Direct detection of S. equi is either by laboratory isolation or by qPCR detection of its DNA from nasopharyngeal swabs, abscess contents and/or guttural pouch washes. It should be noted that low bacterial numbers, the concurrent presence of the closely related S. zooepidemicus or recent antibiotic treatment, may make the detection of S. equi by culture more difficult and less sensitive than qPCR.

When taking nasopharyngeal swabs, it is particularly important to sample the back of the pharynx around the opening of the gutteral pouch, using specially designed elongated swabs with enlarged absorbent heads1. There is no need to use smaller, guarded swabs as the main purpose of swabbing for strangles is to optimise the chances of detecting the organism if it is present. Shedding of S. equi into the nasopharynx often occurs intermittently, so repeated swabbing is recommended to confirm negative results. S. equi should be more reliably confirmed or excluded following testing by qPCR or culture and qPCR of frank pus from obvious draining abscesses.

The carrier state may be diagnosed or excluded by sequential nasopharyngeal swabs or, preferably, endoscopic examination (‘Scoping’) of the guttural pouches and submission of guttural pouch washes for testing by qPCR alone or by culture and qPCR. A series of three nasopharyngeal swabs, collected one week apart, will result in detection, by positive qPCR, on at least one of the swabs in >90% of carrier horses. As the sensitivity of S. equi detection for identifying guttural pouch carriers on three nasopharyngeal swabs is broadly equivalent to testing bilateral guttural pouch samples and a single nasopharyngeal swab taken on the same one occasion, the latter approach is the recommended sampling protocol for determining infectious status in seropositive, asymptomatic horses.

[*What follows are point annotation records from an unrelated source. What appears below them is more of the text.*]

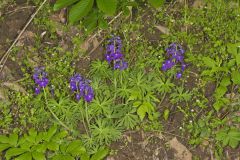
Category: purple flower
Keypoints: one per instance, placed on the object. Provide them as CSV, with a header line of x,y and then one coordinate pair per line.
x,y
81,87
175,53
168,64
178,75
40,78
114,55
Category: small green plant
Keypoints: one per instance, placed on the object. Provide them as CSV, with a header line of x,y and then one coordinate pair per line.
x,y
46,145
229,136
94,10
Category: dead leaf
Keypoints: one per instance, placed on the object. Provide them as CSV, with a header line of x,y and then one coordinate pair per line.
x,y
14,86
162,29
182,153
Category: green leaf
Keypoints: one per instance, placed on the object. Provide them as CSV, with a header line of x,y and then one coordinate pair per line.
x,y
63,3
4,139
25,156
233,48
102,23
41,148
107,6
156,3
53,146
234,136
50,133
63,157
85,156
209,62
225,81
60,135
220,91
238,59
38,156
236,77
13,139
14,152
79,10
4,147
100,154
76,148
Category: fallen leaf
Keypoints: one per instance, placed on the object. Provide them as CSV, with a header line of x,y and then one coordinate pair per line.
x,y
182,153
163,29
14,86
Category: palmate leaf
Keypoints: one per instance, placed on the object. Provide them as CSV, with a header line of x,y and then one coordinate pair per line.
x,y
129,120
236,77
156,3
14,152
107,6
63,3
76,148
80,10
25,156
100,154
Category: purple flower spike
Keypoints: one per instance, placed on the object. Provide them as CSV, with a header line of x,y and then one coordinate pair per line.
x,y
81,87
178,75
183,66
37,90
40,78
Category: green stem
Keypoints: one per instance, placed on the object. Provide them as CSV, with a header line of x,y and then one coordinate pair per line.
x,y
86,112
84,124
54,115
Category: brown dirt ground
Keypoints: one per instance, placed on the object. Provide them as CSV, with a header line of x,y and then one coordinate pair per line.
x,y
135,145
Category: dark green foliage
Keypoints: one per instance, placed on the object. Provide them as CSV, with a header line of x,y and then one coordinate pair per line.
x,y
46,145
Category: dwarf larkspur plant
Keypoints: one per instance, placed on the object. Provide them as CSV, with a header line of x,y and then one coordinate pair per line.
x,y
81,87
114,54
175,53
40,78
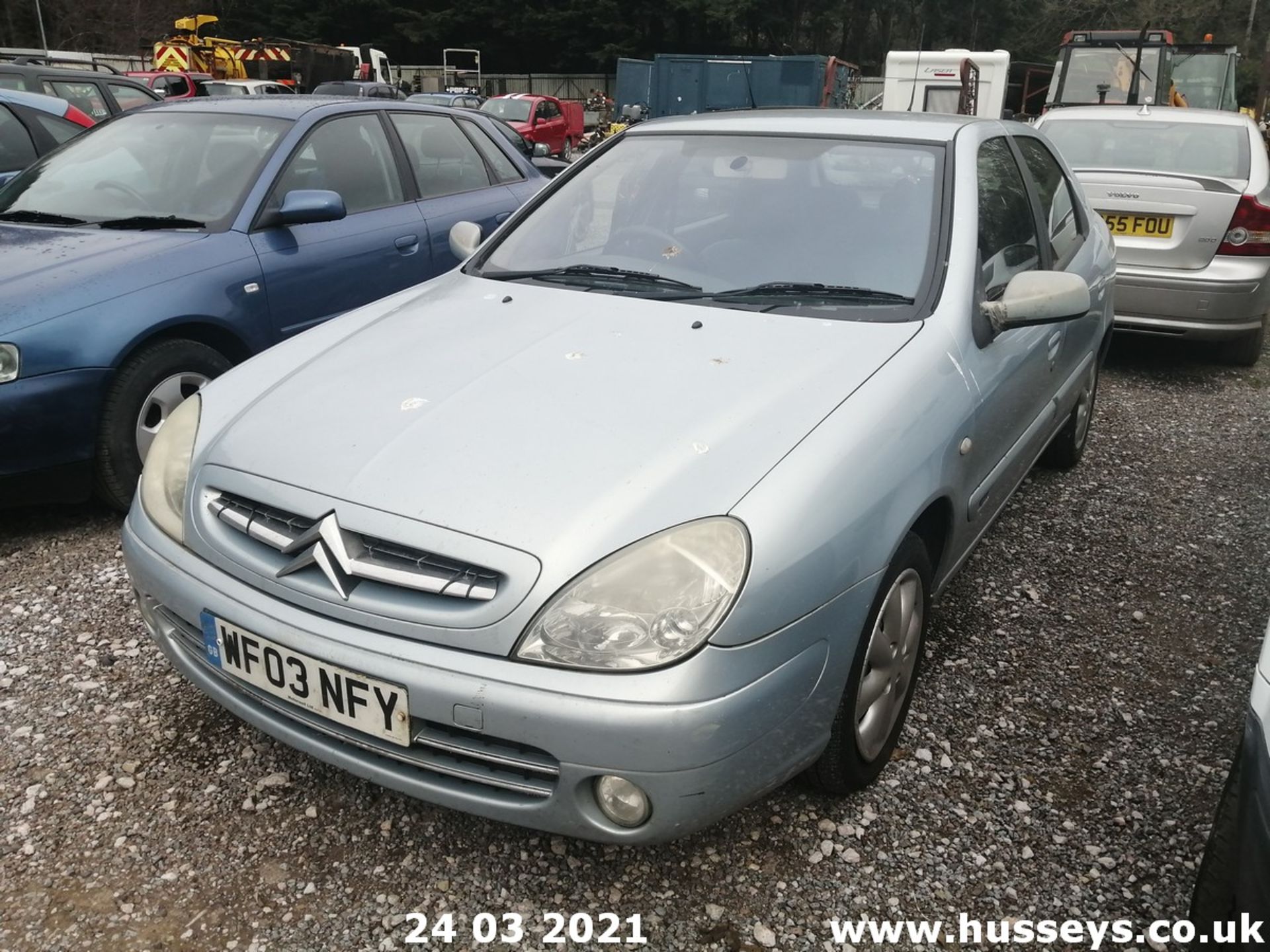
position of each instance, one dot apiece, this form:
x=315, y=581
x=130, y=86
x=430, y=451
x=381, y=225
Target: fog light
x=146, y=607
x=621, y=801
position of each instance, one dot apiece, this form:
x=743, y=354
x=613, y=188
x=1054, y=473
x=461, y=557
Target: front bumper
x=701, y=739
x=48, y=432
x=1226, y=300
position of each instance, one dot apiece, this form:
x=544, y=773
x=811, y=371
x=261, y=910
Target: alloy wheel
x=159, y=404
x=890, y=662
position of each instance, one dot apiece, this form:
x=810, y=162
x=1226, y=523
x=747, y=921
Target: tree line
x=587, y=36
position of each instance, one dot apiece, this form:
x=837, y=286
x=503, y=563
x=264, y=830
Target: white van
x=930, y=80
x=372, y=65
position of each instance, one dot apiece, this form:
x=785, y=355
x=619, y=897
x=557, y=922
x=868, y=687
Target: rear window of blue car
x=151, y=164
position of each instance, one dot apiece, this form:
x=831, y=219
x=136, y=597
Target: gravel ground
x=1083, y=688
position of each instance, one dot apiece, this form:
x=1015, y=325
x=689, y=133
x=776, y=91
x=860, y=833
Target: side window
x=349, y=155
x=172, y=87
x=441, y=157
x=60, y=130
x=17, y=150
x=128, y=97
x=1007, y=230
x=84, y=97
x=505, y=169
x=1056, y=198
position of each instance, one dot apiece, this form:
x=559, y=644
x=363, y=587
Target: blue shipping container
x=680, y=84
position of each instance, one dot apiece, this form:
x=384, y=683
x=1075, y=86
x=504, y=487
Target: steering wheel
x=622, y=238
x=112, y=186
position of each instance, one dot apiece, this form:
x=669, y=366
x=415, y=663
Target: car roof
x=34, y=100
x=295, y=107
x=1154, y=113
x=45, y=69
x=865, y=124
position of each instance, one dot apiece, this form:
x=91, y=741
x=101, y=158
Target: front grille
x=349, y=557
x=515, y=771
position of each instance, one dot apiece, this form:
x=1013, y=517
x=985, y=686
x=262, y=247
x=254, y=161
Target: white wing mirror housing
x=1038, y=298
x=464, y=239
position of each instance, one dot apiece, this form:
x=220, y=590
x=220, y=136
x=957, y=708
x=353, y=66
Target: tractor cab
x=1114, y=67
x=1130, y=67
x=1205, y=75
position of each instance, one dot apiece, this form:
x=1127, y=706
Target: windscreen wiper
x=593, y=270
x=40, y=218
x=142, y=222
x=807, y=291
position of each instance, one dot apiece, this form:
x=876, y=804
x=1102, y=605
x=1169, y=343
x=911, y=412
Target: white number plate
x=355, y=699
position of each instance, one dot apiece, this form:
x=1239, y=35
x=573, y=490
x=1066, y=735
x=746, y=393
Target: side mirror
x=310, y=206
x=1038, y=298
x=464, y=239
x=549, y=167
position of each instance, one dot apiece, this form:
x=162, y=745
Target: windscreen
x=508, y=110
x=1206, y=80
x=1148, y=145
x=196, y=167
x=1087, y=71
x=722, y=212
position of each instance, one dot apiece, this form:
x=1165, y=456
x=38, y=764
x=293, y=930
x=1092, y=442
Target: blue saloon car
x=146, y=258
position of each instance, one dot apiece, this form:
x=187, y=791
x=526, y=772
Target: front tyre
x=144, y=393
x=1068, y=444
x=880, y=686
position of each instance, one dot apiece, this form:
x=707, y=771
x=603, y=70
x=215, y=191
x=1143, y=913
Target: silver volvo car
x=1187, y=196
x=640, y=512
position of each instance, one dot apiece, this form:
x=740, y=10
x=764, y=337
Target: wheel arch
x=934, y=527
x=200, y=331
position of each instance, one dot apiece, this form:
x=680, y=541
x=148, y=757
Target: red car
x=32, y=125
x=558, y=122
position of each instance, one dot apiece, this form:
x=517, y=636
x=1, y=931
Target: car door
x=1064, y=220
x=88, y=97
x=455, y=182
x=1013, y=370
x=318, y=270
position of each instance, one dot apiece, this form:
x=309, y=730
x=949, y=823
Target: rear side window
x=505, y=169
x=17, y=150
x=441, y=157
x=349, y=155
x=62, y=130
x=1007, y=230
x=84, y=97
x=128, y=97
x=172, y=87
x=1057, y=202
x=1154, y=145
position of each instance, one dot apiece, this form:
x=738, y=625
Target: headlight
x=167, y=470
x=11, y=362
x=646, y=606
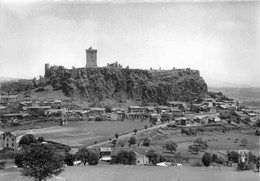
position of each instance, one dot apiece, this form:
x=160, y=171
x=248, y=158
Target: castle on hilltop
x=91, y=58
x=91, y=62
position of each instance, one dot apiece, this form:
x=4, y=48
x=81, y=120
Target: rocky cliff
x=95, y=84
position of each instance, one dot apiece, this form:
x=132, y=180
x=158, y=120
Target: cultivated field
x=87, y=132
x=143, y=173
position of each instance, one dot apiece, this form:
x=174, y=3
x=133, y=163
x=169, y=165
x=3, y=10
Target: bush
x=197, y=163
x=98, y=118
x=146, y=142
x=206, y=159
x=18, y=160
x=2, y=164
x=124, y=157
x=69, y=159
x=132, y=140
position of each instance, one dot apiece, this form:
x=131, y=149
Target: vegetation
x=28, y=139
x=85, y=155
x=146, y=142
x=116, y=135
x=2, y=164
x=135, y=131
x=171, y=146
x=69, y=159
x=132, y=140
x=154, y=157
x=206, y=159
x=41, y=162
x=124, y=157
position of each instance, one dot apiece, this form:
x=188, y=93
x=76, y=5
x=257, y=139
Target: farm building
x=105, y=153
x=141, y=159
x=10, y=139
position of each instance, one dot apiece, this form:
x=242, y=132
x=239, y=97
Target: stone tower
x=91, y=58
x=47, y=67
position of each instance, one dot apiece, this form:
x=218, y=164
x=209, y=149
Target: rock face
x=95, y=84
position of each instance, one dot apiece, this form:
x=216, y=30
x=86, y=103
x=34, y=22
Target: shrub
x=206, y=159
x=2, y=164
x=146, y=142
x=124, y=157
x=18, y=160
x=69, y=159
x=132, y=140
x=197, y=163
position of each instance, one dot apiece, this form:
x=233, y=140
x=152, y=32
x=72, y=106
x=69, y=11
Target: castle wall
x=91, y=58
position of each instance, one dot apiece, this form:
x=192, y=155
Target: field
x=144, y=173
x=87, y=132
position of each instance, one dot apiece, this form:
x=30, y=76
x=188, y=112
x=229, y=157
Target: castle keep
x=91, y=58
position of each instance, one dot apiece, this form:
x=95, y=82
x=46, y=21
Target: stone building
x=91, y=56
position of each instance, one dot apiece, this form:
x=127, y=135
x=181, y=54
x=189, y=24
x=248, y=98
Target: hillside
x=97, y=84
x=246, y=96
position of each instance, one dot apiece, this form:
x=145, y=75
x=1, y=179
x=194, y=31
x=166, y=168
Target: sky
x=220, y=39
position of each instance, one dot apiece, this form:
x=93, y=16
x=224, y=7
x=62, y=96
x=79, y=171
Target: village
x=176, y=114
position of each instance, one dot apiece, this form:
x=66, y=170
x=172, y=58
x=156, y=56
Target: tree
x=86, y=155
x=146, y=142
x=114, y=142
x=69, y=159
x=243, y=142
x=116, y=135
x=27, y=139
x=34, y=82
x=202, y=144
x=214, y=158
x=195, y=149
x=40, y=162
x=2, y=164
x=171, y=146
x=82, y=155
x=40, y=139
x=125, y=157
x=257, y=124
x=132, y=140
x=153, y=156
x=18, y=160
x=233, y=156
x=206, y=159
x=92, y=158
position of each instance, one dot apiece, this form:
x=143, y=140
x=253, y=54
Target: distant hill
x=97, y=84
x=7, y=79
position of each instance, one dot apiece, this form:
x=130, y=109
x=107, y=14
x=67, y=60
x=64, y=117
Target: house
x=105, y=153
x=202, y=119
x=137, y=109
x=141, y=159
x=161, y=109
x=177, y=104
x=208, y=101
x=5, y=99
x=242, y=115
x=116, y=116
x=13, y=117
x=181, y=121
x=37, y=110
x=92, y=113
x=11, y=139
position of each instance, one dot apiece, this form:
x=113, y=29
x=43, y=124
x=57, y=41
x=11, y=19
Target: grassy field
x=87, y=132
x=144, y=173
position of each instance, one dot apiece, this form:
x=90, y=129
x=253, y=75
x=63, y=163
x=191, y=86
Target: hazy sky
x=222, y=39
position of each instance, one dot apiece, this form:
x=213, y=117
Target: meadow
x=143, y=173
x=84, y=133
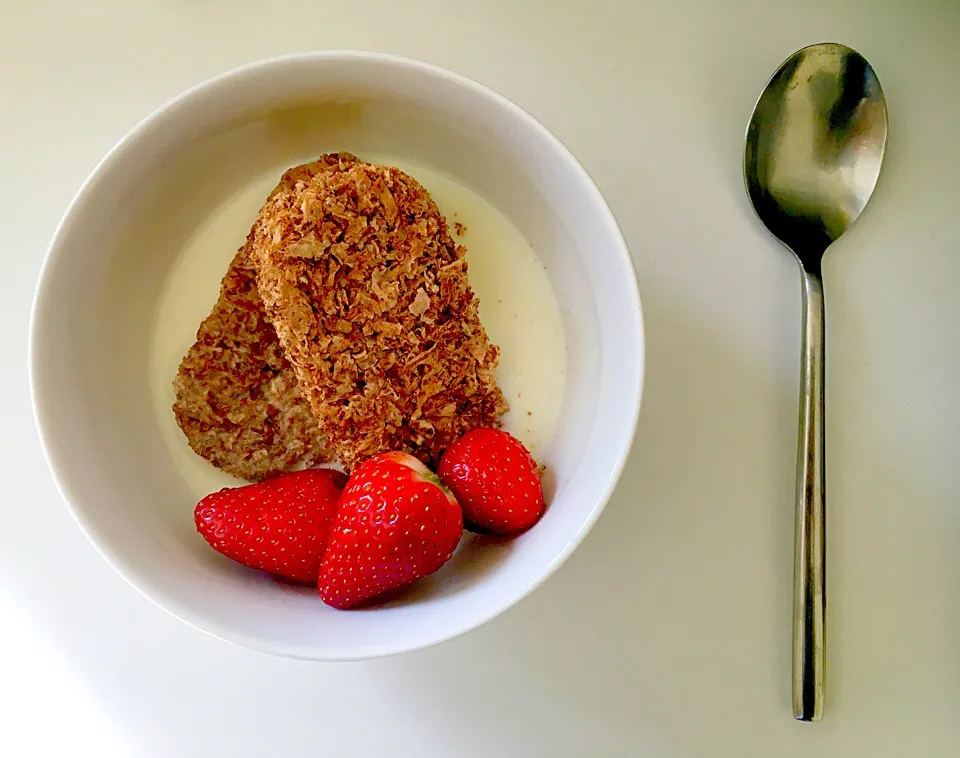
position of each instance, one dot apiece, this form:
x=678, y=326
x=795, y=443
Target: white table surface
x=668, y=633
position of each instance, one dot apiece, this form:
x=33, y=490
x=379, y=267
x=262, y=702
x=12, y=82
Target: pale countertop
x=668, y=633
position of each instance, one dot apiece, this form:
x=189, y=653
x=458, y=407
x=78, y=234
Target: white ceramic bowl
x=106, y=270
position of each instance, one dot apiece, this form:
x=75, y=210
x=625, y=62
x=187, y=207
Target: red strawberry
x=495, y=480
x=396, y=524
x=279, y=525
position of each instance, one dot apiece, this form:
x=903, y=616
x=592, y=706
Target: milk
x=517, y=308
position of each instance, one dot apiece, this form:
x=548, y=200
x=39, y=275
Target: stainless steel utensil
x=813, y=152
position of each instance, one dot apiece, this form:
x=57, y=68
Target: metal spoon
x=813, y=153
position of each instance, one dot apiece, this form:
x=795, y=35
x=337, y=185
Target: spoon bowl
x=813, y=152
x=814, y=148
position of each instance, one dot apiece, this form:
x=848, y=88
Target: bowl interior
x=111, y=267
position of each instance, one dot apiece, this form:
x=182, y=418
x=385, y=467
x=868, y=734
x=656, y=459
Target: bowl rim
x=45, y=426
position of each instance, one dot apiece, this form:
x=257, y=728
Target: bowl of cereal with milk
x=337, y=355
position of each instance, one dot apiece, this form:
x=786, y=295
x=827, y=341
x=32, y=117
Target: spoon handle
x=809, y=590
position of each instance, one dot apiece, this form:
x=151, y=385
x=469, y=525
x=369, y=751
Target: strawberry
x=495, y=480
x=279, y=525
x=396, y=524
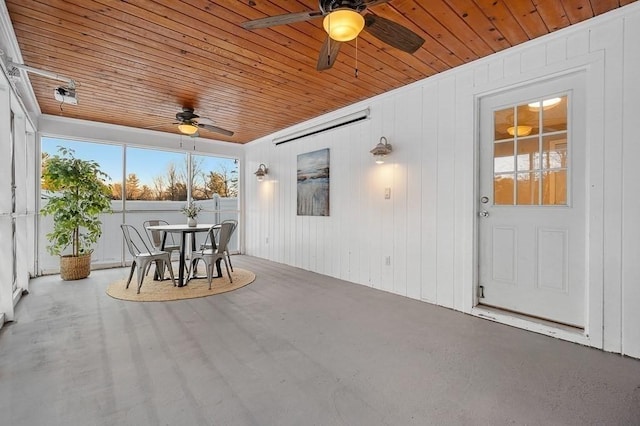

Although carriers only shed S. equi intermittently, over 90% of carriers maintain specific antibodies in their blood. These antibodies can be detected by a blood ELISA test, which may provide a useful tool to help identify carrier animals. Newly exposed horses take at least two weeks to develop sufficient antibodies to give a positive blood ELISA result and may remain positive for up to six months after recovery. As with all ELISA tests, false negative (7% based on 93% sensitivity) and false positive (<1% based on >99%specificity) results may occur (Robinson et al., 2013). Therefore, results must be interpreted carefully and in the context of the specific situation in which they are being used. Your veterinary surgeon may obtain a more detailed description of the use and interpretation of the strangles blood test from the testing laboratory.